The share issue has been carried out as published on 17 June 2015, and a total of 2,799,998 new shares were issued at a subscription price of EUR 1,65 per share which was determined based on volume-weighted average price of the shares during the period of 4 May 5 2015 – 3 June 2015. Half of the shares issued will be subject to lock-up until 1 January 2016. Further, in compliance with the terms of the share purchase agreement, Solteq decided to accept as pledge 700,006 of these shares, as security for the sellers' obligations under the share purchase agreement for the duration of 12 months from the closing date. The decision to accept the new shares as pledge is based on the authorization granted by the Annual General Meeting on 16 March 2015 relating to purchase of own shares and to taking own shares as pledge. The shares will be incorporated in the electronic book-entry system managed by Euroclear Finland Ltd after they have been registered in the trade register, and they will be applied to be admitted on NASDAQ OMX Helsinki in the same class with the company's other shares by 30 September 2015 after the listing prospectus has been published.

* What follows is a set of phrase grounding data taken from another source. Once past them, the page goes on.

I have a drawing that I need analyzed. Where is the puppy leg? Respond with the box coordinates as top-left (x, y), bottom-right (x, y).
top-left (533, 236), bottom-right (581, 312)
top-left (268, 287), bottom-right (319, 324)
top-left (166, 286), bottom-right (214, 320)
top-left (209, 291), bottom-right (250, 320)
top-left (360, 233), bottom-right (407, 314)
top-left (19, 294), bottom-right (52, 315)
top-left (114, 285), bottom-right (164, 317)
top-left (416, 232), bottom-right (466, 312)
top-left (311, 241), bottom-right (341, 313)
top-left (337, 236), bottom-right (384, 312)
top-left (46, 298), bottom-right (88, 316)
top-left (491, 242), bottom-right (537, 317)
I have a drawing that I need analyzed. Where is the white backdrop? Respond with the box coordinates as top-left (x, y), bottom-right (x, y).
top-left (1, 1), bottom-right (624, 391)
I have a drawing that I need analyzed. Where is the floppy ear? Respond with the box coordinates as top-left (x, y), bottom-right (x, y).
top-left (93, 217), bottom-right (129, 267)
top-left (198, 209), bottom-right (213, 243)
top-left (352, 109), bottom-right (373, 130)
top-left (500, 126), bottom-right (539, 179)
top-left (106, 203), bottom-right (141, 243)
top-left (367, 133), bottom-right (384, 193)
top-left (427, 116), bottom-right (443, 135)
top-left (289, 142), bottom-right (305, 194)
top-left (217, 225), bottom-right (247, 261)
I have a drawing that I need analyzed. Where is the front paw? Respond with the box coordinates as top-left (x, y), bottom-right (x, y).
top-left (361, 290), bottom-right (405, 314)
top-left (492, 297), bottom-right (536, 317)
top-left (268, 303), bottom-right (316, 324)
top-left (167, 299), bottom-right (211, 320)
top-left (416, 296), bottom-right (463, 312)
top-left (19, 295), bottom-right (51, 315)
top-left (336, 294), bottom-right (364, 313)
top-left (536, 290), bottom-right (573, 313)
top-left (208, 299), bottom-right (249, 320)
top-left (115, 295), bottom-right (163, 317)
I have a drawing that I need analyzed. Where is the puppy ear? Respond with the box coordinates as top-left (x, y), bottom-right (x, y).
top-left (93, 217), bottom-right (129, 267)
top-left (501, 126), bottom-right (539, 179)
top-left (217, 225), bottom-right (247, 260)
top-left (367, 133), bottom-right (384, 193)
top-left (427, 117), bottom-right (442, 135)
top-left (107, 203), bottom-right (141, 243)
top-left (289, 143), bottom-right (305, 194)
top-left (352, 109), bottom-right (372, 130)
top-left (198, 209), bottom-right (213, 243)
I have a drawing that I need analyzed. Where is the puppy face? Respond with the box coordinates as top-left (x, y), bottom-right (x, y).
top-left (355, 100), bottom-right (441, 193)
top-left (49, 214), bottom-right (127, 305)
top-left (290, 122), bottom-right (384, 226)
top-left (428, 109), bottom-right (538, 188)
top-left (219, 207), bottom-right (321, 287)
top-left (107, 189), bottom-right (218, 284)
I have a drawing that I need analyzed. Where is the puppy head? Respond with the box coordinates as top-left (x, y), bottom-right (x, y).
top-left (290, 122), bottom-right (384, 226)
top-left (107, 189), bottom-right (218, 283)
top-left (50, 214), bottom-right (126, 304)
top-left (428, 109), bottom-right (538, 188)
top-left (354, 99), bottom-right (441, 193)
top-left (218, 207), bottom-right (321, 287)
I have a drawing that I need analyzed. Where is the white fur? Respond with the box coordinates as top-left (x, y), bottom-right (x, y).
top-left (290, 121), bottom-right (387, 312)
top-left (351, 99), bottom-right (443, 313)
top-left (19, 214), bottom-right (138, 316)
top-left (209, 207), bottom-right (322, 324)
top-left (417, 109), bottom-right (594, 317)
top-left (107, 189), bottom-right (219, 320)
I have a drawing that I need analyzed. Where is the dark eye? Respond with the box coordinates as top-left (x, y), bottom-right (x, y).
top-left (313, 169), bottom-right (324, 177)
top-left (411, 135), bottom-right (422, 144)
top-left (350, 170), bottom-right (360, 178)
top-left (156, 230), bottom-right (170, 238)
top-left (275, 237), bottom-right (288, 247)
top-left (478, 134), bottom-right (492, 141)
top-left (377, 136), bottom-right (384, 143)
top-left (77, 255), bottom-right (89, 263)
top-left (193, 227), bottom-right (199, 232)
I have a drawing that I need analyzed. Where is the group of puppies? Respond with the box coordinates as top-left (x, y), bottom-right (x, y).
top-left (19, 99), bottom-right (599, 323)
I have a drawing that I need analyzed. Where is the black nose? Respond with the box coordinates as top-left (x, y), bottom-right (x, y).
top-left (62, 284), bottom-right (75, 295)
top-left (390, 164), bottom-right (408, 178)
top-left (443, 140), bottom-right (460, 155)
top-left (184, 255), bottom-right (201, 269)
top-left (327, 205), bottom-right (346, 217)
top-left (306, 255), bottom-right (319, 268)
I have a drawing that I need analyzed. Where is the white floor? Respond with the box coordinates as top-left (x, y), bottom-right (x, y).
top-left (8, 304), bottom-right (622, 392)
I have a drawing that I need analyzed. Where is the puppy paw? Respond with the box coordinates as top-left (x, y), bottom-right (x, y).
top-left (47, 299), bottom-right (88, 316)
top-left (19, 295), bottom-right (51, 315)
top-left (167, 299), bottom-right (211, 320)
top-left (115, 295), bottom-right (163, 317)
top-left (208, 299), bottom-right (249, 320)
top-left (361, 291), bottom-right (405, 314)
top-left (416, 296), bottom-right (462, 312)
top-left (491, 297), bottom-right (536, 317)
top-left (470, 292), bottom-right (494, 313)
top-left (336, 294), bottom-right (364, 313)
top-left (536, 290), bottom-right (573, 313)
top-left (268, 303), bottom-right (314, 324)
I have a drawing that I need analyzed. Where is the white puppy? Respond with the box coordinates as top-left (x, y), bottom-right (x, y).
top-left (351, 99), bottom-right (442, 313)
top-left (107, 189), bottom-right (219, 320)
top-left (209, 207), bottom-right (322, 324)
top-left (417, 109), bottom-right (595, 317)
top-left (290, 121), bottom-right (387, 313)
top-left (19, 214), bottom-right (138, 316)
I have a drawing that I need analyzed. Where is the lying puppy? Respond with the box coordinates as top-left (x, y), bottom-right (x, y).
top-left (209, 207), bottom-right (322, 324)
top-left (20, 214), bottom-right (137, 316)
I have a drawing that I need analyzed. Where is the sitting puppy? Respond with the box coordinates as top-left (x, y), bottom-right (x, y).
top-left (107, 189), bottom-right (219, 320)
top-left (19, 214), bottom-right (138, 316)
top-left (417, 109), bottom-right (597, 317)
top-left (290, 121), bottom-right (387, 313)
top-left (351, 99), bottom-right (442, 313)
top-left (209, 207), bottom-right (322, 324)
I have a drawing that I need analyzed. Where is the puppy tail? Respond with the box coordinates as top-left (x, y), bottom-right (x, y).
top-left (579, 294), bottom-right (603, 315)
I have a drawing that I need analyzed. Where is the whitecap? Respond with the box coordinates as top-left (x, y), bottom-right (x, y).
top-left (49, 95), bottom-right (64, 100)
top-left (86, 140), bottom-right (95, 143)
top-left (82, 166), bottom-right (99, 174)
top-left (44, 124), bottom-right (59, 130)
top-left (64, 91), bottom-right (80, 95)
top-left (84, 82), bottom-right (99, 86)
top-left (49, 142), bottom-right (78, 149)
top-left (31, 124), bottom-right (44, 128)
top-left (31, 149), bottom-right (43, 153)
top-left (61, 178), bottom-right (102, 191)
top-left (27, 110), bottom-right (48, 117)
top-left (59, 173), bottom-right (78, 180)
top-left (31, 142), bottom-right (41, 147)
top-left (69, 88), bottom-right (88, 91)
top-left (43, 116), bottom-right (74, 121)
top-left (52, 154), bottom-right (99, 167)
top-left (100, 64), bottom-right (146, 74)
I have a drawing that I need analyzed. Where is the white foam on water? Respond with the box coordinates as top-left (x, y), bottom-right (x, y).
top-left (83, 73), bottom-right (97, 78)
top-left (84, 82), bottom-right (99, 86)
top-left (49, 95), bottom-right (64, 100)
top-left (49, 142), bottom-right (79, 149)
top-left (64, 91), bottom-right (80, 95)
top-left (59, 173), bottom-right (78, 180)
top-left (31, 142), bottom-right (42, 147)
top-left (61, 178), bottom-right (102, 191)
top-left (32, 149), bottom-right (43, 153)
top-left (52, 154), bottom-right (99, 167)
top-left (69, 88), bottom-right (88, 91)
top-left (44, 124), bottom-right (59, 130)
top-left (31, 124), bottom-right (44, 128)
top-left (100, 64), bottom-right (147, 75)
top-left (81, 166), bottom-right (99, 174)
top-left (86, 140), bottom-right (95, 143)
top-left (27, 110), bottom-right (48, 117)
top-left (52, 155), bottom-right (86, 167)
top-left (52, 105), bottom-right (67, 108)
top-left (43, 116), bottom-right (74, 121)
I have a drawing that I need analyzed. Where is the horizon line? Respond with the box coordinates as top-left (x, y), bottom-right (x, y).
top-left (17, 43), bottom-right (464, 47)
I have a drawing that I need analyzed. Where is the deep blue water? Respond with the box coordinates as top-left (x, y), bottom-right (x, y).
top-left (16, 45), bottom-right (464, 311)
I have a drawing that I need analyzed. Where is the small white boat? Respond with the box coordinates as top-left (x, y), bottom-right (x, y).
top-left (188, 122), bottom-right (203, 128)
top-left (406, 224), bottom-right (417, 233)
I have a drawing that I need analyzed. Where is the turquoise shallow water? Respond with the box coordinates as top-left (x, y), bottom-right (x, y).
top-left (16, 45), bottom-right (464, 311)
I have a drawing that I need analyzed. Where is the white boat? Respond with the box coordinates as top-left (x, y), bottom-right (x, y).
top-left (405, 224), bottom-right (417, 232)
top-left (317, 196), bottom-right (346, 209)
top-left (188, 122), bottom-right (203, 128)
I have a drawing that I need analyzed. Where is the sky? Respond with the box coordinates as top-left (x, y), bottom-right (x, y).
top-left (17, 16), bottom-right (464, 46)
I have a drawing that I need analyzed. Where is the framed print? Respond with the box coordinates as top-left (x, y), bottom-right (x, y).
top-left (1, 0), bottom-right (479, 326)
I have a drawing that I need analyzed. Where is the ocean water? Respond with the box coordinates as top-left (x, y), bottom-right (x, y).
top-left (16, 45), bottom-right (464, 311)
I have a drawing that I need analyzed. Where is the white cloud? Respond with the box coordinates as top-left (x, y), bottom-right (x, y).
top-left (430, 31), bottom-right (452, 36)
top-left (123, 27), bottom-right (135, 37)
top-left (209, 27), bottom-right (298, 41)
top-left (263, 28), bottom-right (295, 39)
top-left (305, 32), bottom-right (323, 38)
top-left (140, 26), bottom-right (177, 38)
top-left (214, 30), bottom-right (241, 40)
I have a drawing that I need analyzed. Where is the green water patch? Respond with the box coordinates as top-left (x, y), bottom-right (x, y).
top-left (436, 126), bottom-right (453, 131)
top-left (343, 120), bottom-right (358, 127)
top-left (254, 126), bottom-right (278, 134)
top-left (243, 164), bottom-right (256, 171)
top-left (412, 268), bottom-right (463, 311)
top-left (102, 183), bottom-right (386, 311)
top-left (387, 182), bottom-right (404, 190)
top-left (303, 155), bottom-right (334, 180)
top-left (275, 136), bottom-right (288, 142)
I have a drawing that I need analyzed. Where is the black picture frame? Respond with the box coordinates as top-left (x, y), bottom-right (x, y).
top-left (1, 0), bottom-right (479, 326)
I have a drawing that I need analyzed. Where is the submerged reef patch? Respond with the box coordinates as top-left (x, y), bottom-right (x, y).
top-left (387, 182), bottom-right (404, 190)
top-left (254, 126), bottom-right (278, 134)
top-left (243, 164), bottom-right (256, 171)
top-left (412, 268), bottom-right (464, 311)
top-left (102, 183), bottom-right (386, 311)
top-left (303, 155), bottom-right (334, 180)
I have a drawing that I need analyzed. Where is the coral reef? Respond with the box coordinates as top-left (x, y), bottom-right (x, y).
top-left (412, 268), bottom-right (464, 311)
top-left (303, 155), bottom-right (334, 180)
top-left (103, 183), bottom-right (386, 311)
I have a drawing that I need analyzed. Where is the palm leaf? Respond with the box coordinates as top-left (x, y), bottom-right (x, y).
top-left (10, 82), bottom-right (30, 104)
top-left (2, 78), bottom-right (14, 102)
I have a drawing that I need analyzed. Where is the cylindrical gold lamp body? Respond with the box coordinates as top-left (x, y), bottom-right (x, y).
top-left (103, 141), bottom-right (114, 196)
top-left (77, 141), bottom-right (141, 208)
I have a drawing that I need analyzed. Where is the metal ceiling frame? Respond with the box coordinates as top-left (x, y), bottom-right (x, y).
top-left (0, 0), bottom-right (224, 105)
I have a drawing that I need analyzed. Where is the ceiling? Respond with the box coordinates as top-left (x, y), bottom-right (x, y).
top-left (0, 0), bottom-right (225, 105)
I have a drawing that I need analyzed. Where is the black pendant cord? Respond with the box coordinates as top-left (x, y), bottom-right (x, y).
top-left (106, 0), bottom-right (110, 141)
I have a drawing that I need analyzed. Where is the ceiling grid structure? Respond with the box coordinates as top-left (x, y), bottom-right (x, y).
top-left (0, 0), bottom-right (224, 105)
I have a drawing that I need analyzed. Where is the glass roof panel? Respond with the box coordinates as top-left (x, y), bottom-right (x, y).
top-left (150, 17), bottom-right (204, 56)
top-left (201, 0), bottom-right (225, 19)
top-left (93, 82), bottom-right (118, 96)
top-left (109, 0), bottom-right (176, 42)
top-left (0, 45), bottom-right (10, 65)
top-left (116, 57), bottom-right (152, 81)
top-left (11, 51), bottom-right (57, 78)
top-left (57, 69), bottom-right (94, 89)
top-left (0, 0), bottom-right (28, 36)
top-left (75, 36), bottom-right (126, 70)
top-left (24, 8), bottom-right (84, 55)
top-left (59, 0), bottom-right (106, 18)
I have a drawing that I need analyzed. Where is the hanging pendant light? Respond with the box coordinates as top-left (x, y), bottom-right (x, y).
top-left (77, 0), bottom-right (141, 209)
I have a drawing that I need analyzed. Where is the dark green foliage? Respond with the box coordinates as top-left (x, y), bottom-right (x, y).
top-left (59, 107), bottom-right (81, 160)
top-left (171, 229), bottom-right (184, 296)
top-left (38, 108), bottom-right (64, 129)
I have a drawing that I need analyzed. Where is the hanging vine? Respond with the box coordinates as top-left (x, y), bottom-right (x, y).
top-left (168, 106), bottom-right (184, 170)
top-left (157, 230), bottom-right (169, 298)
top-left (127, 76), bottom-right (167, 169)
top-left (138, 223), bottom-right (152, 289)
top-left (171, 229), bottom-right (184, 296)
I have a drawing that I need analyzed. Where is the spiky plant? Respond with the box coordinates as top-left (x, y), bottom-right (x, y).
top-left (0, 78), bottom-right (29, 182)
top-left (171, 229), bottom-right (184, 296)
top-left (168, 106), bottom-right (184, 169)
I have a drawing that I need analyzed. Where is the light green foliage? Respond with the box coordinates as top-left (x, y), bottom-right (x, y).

Thanks to the completed acquisition, the company will become a provider for integrated digital commerce services with approximately 550 experts and will have according to provisional pro forma financial information published 22 June approx. EUR 68 million in annual revenues. The acquisition implements the Solteq’s and Descom's strategies and the combined entity will create the basis of creating new services provider to Finland but also to other Nordic countries and to the Northern European area. The solution and service offerings of the two companies complement each other in an excellent manner, and no overlapping has been detected in their offerings. Consequently, the new entity will be able to offer an excellent overall offering to their current and new clients.
Solteq intends to create a strategy for the new entity during autumn 2015 and will notify the progress and completion thereof. The key priorities for the strategy will be profitability, growth and the creation of the best provider of digital commerce services in the North European market from the perspective of its clients, owners and personnel.
Due to the acquisition, Solteq will not make changes to the profit guidance it has give earlier and will specify, if needed, the guidance in more detail during autumn 2015.
ICECAPITAL Securities Ltd. acted as the financial advisor for the transaction and Peltonen LMR Attorneys Ltd. as the legal advisor. The lead arranger of the bond issue was Danske Bank A/S.